The open market value rules also do not apply if the consideration for the "associated supply" equals or is greater than the open market value of the supply. Section 4, which defines "open market value", uses a "willing buyer/willing seller" test to determine the open market value of a supply. Inland Revenue has made a number of observations about the terms used in the definition of "open market value". 3 The terms "similar circumstances" and "freely offered" in section 4 are particularly relevant for the treatment of goods and services that are supplied to the security holder for a discount.

If an "associated supply" arises as a result of a discount because a security holder holds a security in the GSTregistered person supplying the relevant goods and services, whether the discounted price may be treated as the open market value will depend on the circumstances under which the discount is offered. The discounted price could equate to open market value if, for example, it was comparable to a discount offered to the general public.

Example 4: Company shareholder

Cally pays $11,000 for a parcel (5,000) of shares in Global Retail Ltd. The shares allow shareholders to vote at shareholder meetings and receive dividends. Shareholders of Global Retail Ltd are also entitled to acquire goods and services from Global Retail's subsidiary company Local Retail Ltd for a discounted amount. The discount is 5% and is equivalent to discounts offered under Local Retail's frequent shopper programme once the shopper has spent more than $500 in three months.

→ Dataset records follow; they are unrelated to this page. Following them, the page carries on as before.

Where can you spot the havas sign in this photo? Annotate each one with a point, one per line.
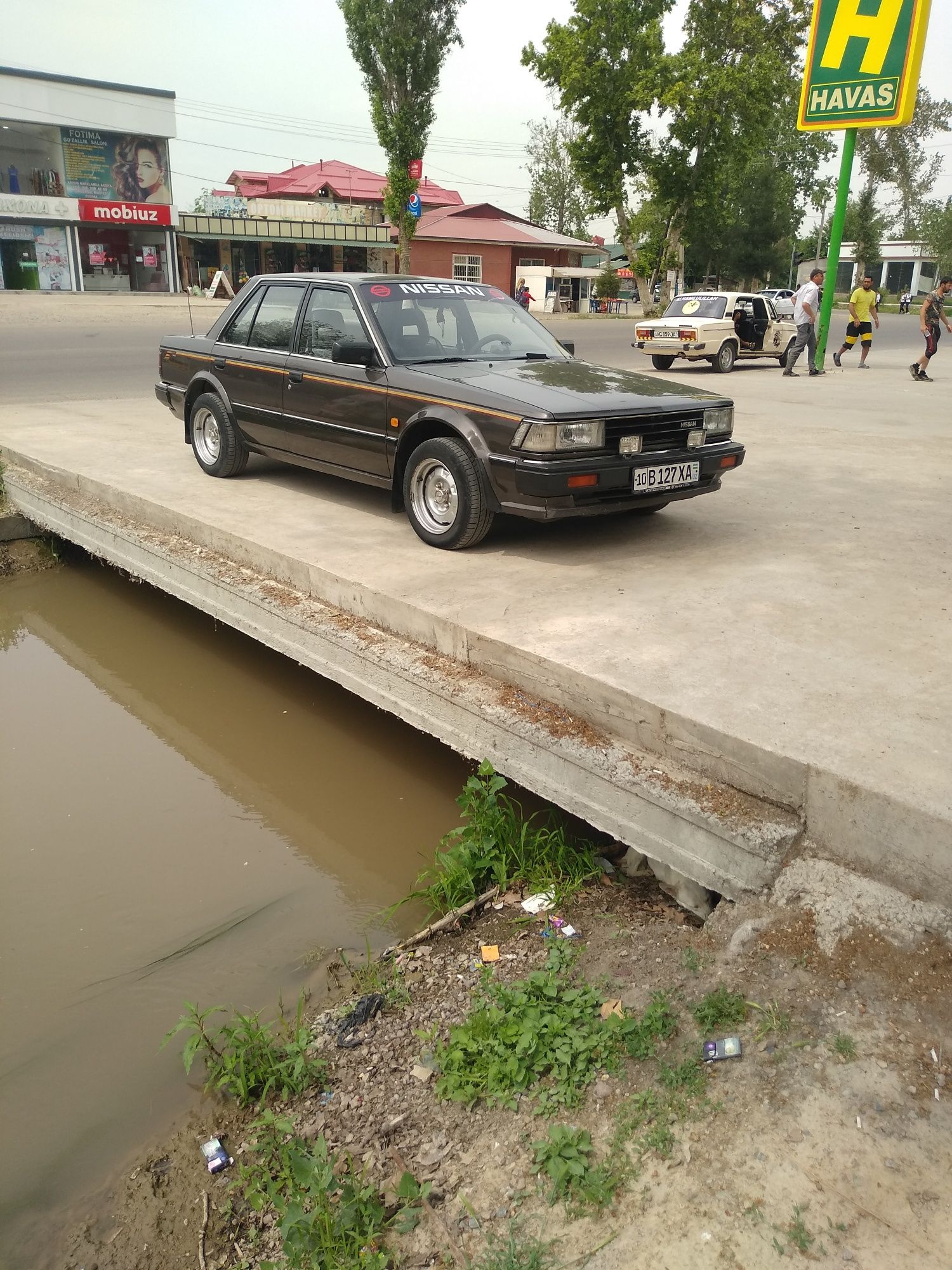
(863, 64)
(128, 214)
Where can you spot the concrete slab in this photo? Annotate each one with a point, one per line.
(789, 637)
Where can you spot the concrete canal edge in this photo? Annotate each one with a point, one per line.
(715, 808)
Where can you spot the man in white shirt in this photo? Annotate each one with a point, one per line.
(807, 311)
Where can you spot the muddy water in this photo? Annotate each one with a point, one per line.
(183, 815)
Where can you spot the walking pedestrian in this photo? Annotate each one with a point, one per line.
(807, 311)
(931, 314)
(863, 308)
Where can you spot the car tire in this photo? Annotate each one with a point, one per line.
(216, 443)
(445, 496)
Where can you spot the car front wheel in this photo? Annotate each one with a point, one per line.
(215, 440)
(444, 495)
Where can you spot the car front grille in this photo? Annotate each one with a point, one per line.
(658, 431)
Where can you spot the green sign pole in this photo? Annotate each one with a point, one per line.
(840, 215)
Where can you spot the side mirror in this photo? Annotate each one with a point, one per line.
(354, 352)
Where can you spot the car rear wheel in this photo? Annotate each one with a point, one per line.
(444, 495)
(215, 440)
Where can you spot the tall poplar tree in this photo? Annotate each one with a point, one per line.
(400, 48)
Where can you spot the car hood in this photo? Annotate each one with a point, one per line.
(555, 388)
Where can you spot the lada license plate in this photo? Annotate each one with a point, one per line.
(666, 477)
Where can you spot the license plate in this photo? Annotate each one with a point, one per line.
(666, 477)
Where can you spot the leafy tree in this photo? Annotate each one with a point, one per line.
(400, 48)
(896, 159)
(937, 233)
(607, 65)
(865, 225)
(557, 199)
(609, 285)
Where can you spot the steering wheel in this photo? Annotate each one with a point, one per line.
(493, 340)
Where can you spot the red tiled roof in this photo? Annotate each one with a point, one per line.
(343, 180)
(484, 223)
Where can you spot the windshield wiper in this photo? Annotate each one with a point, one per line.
(431, 361)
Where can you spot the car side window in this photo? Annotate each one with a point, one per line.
(241, 326)
(275, 321)
(331, 316)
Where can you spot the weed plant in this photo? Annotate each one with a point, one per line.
(247, 1059)
(720, 1010)
(541, 1037)
(329, 1212)
(567, 1158)
(498, 846)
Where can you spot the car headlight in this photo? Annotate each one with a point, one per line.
(548, 438)
(720, 421)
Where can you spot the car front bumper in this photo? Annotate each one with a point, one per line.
(540, 488)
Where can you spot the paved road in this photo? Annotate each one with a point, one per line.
(100, 352)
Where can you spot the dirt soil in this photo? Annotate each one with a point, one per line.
(861, 1147)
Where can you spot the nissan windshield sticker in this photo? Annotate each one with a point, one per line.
(436, 289)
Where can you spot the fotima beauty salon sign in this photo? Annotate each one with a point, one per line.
(863, 64)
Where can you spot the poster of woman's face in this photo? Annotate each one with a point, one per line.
(116, 168)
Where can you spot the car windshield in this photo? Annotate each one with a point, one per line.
(456, 322)
(697, 307)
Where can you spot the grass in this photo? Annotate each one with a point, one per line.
(540, 1037)
(498, 846)
(375, 976)
(517, 1250)
(329, 1213)
(845, 1046)
(720, 1010)
(567, 1158)
(247, 1059)
(774, 1020)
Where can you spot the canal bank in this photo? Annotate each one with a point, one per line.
(185, 816)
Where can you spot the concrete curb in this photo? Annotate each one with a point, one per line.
(601, 782)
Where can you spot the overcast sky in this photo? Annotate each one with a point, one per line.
(234, 64)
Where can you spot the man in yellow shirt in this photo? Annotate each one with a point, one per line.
(863, 307)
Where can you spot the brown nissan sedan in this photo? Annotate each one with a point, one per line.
(445, 393)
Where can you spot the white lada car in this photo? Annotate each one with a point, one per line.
(717, 327)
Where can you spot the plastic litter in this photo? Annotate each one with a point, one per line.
(728, 1047)
(540, 904)
(216, 1158)
(366, 1009)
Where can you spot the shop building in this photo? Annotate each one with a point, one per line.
(86, 187)
(483, 243)
(323, 217)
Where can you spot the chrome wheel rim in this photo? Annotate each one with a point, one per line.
(206, 438)
(435, 497)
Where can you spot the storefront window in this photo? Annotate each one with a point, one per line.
(35, 258)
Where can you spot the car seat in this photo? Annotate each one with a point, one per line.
(407, 331)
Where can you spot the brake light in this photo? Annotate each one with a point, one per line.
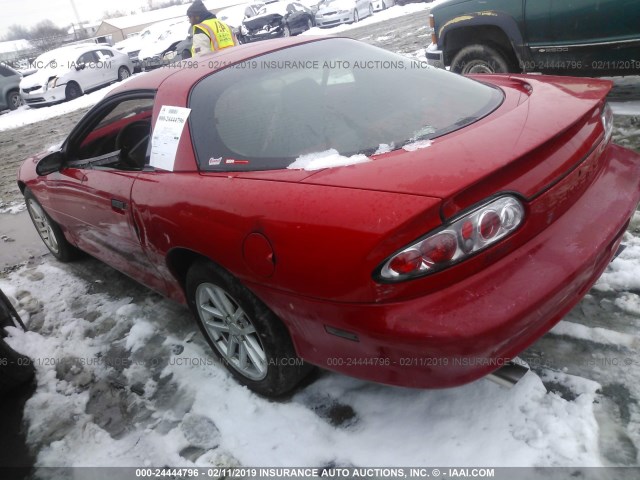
(456, 241)
(607, 123)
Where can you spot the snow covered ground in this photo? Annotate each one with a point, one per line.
(124, 379)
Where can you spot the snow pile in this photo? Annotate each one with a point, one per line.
(126, 380)
(26, 115)
(622, 274)
(327, 159)
(418, 145)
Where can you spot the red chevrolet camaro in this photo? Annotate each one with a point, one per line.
(326, 200)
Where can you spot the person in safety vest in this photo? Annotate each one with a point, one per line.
(208, 33)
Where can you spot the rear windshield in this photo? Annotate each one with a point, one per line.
(332, 94)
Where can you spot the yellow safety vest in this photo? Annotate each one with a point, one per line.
(220, 35)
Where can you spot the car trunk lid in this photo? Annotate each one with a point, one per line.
(543, 130)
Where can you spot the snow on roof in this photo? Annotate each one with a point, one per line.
(154, 16)
(15, 46)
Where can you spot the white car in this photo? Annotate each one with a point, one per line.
(68, 72)
(164, 37)
(335, 12)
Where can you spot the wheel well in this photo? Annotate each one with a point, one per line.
(489, 35)
(179, 260)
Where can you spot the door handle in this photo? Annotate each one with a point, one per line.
(118, 205)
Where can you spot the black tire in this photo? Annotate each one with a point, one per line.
(49, 231)
(15, 368)
(250, 325)
(14, 100)
(479, 58)
(72, 91)
(123, 73)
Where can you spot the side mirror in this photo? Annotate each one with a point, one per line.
(50, 163)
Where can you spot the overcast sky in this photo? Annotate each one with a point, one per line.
(30, 12)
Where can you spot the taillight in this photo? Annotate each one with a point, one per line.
(607, 123)
(456, 241)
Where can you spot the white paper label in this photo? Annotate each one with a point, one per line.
(166, 136)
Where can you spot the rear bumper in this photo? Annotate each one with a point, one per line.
(44, 97)
(471, 328)
(333, 19)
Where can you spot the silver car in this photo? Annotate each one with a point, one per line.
(68, 72)
(335, 12)
(9, 81)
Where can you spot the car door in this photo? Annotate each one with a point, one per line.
(597, 36)
(93, 190)
(88, 74)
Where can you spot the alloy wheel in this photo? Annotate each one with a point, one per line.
(43, 225)
(231, 331)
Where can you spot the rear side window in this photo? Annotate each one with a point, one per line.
(332, 94)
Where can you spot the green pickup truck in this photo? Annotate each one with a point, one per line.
(565, 37)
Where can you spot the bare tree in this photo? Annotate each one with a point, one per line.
(17, 32)
(46, 35)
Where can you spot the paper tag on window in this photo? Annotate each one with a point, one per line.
(166, 136)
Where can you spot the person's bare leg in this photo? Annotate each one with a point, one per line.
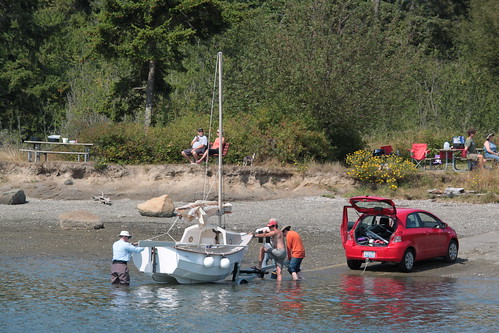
(202, 157)
(186, 157)
(260, 257)
(195, 155)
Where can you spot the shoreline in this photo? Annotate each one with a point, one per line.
(32, 230)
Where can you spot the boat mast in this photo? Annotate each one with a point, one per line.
(220, 136)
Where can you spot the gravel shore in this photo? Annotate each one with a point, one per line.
(32, 229)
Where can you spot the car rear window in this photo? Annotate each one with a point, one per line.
(376, 205)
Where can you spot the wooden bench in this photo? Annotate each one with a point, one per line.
(225, 149)
(86, 155)
(44, 147)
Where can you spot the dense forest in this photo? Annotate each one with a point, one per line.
(303, 79)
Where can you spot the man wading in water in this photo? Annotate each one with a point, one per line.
(121, 256)
(278, 252)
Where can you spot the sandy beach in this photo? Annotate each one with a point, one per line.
(32, 230)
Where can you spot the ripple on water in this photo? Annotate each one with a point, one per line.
(62, 295)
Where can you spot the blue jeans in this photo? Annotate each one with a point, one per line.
(294, 265)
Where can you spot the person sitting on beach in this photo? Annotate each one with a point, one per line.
(470, 149)
(490, 148)
(213, 150)
(278, 252)
(198, 146)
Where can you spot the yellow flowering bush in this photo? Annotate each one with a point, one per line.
(386, 169)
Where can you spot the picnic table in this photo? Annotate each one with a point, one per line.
(48, 147)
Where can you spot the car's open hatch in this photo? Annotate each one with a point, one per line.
(373, 205)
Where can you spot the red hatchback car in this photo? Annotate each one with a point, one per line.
(403, 235)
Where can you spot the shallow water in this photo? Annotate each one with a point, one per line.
(75, 296)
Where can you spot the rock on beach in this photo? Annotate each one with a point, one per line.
(157, 207)
(13, 197)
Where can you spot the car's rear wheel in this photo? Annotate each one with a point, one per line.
(407, 263)
(451, 252)
(354, 264)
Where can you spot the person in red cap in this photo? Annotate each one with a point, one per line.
(278, 252)
(296, 252)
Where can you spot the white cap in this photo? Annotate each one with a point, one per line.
(124, 233)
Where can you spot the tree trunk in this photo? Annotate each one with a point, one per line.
(150, 94)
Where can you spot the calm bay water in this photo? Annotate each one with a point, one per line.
(75, 296)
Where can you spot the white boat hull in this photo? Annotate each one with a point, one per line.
(186, 263)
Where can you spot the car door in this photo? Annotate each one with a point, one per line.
(435, 234)
(417, 235)
(350, 216)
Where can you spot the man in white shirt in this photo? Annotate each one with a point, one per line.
(121, 256)
(198, 144)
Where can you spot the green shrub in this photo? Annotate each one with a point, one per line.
(387, 169)
(270, 136)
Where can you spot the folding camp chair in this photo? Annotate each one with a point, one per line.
(419, 152)
(387, 150)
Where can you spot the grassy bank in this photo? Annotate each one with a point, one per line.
(480, 186)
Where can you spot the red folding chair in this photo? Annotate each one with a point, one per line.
(419, 152)
(387, 150)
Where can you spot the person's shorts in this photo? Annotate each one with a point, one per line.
(279, 255)
(473, 157)
(294, 265)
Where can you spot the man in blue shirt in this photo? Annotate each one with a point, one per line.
(121, 256)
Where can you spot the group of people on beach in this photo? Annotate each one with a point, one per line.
(286, 244)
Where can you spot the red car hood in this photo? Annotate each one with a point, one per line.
(373, 205)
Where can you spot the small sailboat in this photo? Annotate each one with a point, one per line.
(206, 252)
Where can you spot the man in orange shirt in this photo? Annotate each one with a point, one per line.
(296, 252)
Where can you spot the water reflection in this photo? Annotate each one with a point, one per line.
(50, 295)
(292, 295)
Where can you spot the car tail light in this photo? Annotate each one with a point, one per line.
(397, 238)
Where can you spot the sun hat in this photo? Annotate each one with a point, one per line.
(125, 233)
(272, 223)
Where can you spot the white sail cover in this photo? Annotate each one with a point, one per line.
(202, 210)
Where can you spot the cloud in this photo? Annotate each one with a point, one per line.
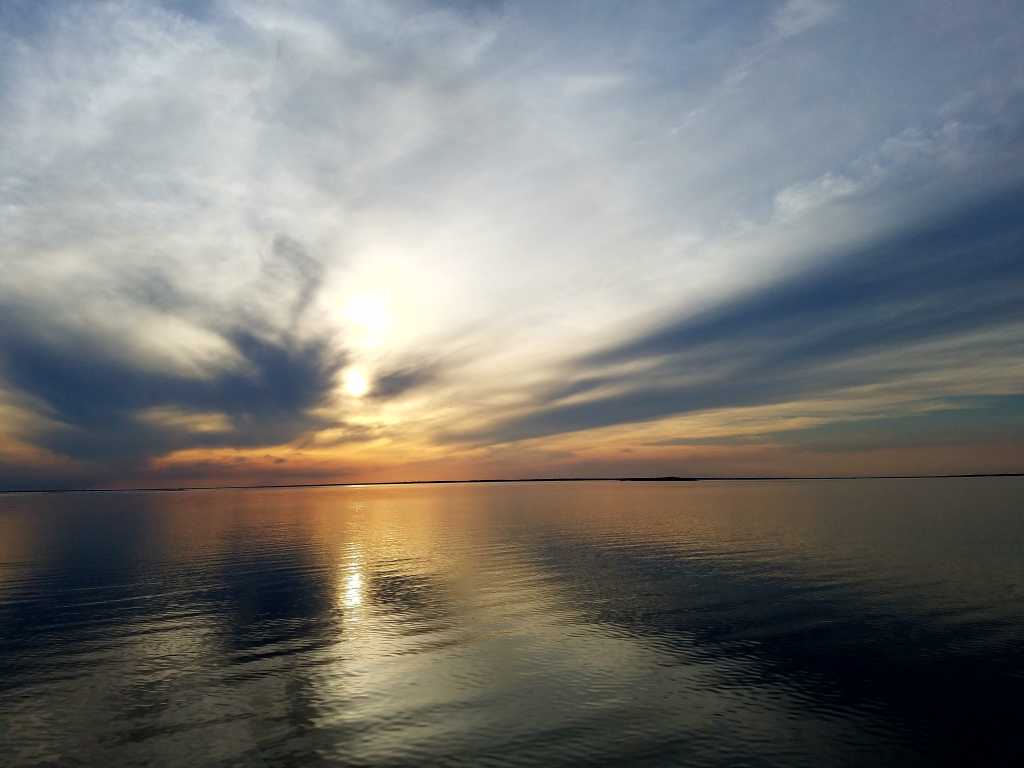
(398, 381)
(104, 406)
(514, 183)
(822, 330)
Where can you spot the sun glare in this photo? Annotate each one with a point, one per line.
(370, 314)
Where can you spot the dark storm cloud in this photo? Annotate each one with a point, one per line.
(808, 334)
(100, 399)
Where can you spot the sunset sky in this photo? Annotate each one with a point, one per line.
(287, 242)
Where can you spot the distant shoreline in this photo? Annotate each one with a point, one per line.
(667, 478)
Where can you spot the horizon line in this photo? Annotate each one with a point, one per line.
(663, 478)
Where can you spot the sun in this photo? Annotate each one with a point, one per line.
(355, 382)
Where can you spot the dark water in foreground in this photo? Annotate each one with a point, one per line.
(788, 623)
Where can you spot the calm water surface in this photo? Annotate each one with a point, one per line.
(787, 623)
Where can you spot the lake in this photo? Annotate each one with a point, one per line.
(717, 623)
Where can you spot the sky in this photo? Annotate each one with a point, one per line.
(247, 242)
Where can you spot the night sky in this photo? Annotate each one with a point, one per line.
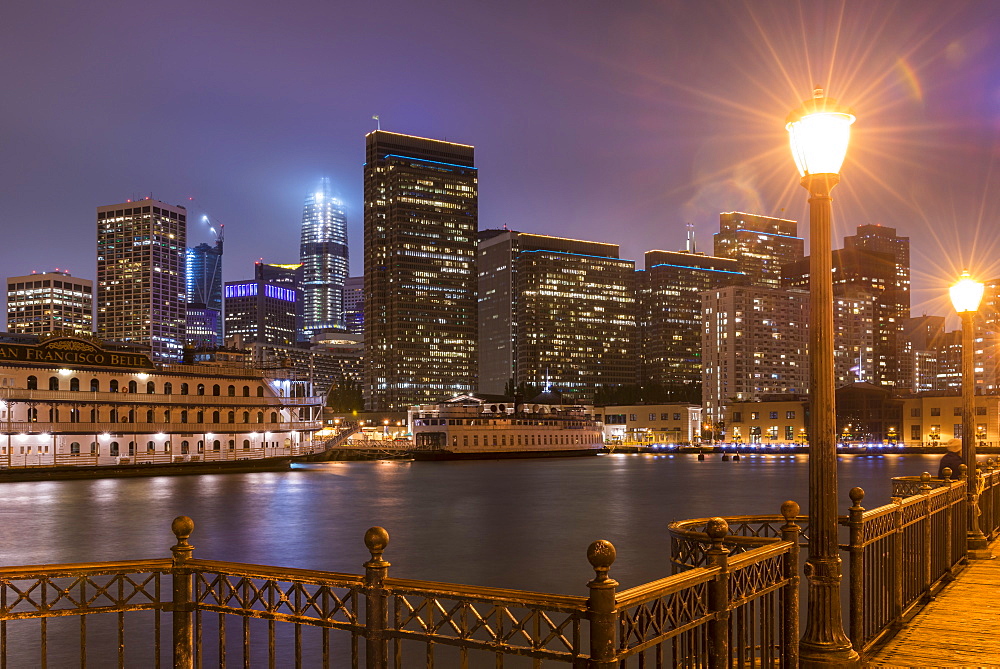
(607, 121)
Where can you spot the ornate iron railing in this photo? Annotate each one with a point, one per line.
(899, 553)
(734, 611)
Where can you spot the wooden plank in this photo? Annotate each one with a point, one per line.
(958, 628)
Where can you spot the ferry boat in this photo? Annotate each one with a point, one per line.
(479, 426)
(77, 402)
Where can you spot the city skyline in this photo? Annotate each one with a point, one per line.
(647, 139)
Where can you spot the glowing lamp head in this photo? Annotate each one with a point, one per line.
(966, 293)
(819, 132)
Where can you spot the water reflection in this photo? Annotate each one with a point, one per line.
(519, 523)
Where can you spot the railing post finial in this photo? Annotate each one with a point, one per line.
(718, 594)
(182, 527)
(925, 483)
(183, 626)
(601, 554)
(790, 532)
(376, 540)
(376, 609)
(856, 547)
(717, 529)
(601, 606)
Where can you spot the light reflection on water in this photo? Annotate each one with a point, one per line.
(521, 524)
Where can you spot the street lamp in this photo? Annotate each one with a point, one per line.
(819, 132)
(965, 297)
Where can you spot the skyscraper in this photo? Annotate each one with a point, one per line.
(354, 304)
(669, 315)
(323, 254)
(141, 294)
(554, 311)
(876, 274)
(204, 294)
(755, 343)
(49, 302)
(893, 307)
(263, 310)
(421, 217)
(760, 244)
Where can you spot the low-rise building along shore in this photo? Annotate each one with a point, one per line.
(77, 401)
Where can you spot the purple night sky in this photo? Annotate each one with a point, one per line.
(609, 121)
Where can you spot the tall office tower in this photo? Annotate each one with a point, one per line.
(894, 303)
(421, 213)
(760, 244)
(949, 362)
(141, 295)
(323, 254)
(988, 339)
(354, 304)
(876, 274)
(554, 311)
(670, 311)
(204, 295)
(755, 343)
(50, 302)
(921, 340)
(264, 309)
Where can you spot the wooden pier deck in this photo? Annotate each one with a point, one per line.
(958, 629)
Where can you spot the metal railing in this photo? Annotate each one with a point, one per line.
(900, 554)
(737, 610)
(734, 602)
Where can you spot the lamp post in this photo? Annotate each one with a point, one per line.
(819, 132)
(965, 297)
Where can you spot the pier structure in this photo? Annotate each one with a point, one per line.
(732, 598)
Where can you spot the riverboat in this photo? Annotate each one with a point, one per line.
(75, 401)
(477, 426)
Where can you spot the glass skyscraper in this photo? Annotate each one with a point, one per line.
(421, 218)
(141, 267)
(204, 292)
(323, 254)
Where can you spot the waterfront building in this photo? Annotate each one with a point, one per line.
(879, 274)
(264, 309)
(669, 315)
(920, 342)
(141, 267)
(73, 400)
(755, 343)
(354, 305)
(761, 245)
(555, 312)
(204, 295)
(324, 257)
(866, 414)
(649, 424)
(50, 302)
(335, 359)
(476, 426)
(779, 420)
(931, 419)
(421, 213)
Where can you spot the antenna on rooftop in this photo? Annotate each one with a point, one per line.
(690, 238)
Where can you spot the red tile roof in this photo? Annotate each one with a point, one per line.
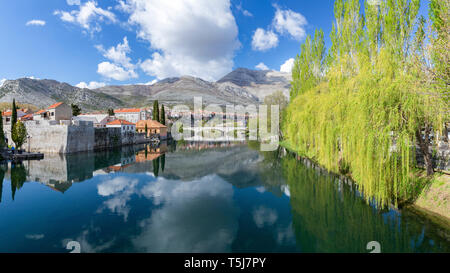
(150, 124)
(120, 122)
(27, 117)
(128, 110)
(55, 105)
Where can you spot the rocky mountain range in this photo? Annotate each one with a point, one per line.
(241, 86)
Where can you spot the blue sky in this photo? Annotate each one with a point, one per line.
(138, 41)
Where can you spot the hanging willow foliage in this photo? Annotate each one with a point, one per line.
(362, 111)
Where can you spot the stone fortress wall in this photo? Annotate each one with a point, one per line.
(73, 136)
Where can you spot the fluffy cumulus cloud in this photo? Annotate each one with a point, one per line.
(287, 66)
(285, 22)
(35, 23)
(261, 66)
(87, 15)
(290, 22)
(91, 85)
(244, 11)
(114, 71)
(120, 68)
(188, 37)
(73, 2)
(264, 40)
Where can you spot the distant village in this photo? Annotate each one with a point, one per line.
(56, 129)
(62, 128)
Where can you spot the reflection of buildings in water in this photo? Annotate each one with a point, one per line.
(149, 153)
(199, 145)
(59, 172)
(152, 152)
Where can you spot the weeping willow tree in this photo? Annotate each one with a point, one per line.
(364, 107)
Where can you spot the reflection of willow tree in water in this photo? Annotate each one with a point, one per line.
(18, 177)
(329, 216)
(3, 170)
(269, 169)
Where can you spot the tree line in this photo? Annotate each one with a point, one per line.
(381, 89)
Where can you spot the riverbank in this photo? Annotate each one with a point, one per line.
(435, 197)
(432, 201)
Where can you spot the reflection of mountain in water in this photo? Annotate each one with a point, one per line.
(234, 162)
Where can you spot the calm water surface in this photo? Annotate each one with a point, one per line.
(195, 198)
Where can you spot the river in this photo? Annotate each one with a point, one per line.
(196, 197)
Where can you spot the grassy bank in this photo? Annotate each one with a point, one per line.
(429, 198)
(435, 196)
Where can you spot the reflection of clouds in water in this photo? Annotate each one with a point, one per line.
(34, 236)
(84, 238)
(121, 189)
(264, 216)
(196, 216)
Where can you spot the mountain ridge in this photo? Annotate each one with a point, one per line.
(241, 86)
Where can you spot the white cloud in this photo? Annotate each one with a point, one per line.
(113, 71)
(191, 37)
(73, 2)
(91, 85)
(88, 16)
(290, 22)
(261, 66)
(35, 23)
(264, 216)
(264, 40)
(287, 66)
(118, 54)
(244, 11)
(121, 67)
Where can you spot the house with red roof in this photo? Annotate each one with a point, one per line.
(6, 115)
(132, 114)
(126, 127)
(58, 111)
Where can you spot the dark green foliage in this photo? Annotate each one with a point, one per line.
(163, 116)
(19, 134)
(2, 133)
(155, 111)
(13, 115)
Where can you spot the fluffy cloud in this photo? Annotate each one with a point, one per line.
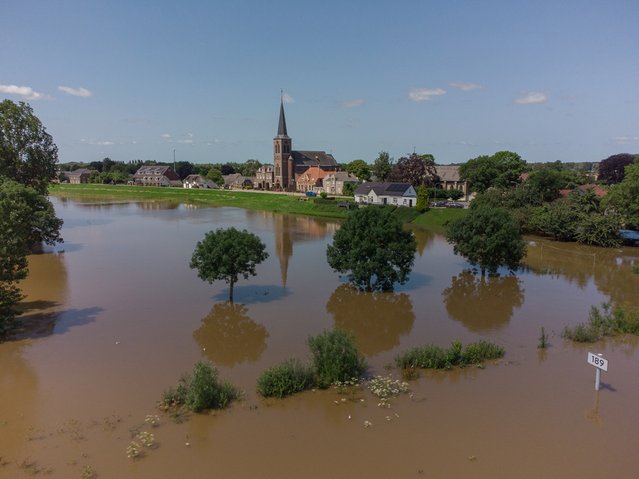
(531, 98)
(464, 86)
(353, 103)
(25, 92)
(424, 94)
(82, 92)
(97, 142)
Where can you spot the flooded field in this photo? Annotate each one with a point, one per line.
(114, 316)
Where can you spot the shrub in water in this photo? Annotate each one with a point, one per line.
(284, 379)
(434, 357)
(335, 357)
(201, 390)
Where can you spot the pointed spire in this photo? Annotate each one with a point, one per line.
(281, 129)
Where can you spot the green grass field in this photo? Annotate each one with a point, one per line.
(277, 203)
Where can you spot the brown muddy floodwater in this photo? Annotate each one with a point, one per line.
(114, 316)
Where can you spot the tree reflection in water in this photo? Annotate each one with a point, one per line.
(376, 320)
(483, 304)
(228, 336)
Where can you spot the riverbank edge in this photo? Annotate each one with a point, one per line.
(287, 203)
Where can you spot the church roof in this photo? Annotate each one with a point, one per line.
(313, 158)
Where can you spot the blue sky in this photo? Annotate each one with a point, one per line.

The membership security is GST-exempt when supplied. However, if Cally purchases goods from Local Retail Ltd for a discount, consideration should be given at the time of supply as to whether GST should be returned on the full purchase price of the goods rather that the discounted price. As the discount offered by Local Retail Ltd is comparable to the discount it offers its customers under its frequent shopper programme, Local Retail is not required to return GST on the full price.

1 (2004) 21 NZTC 18,915
2 See Riverside Country Club v The Queen 2001 CanLII 778 TCC.
3 See Tax Information Bulletin Vol. 6, No. 14 (June 1995).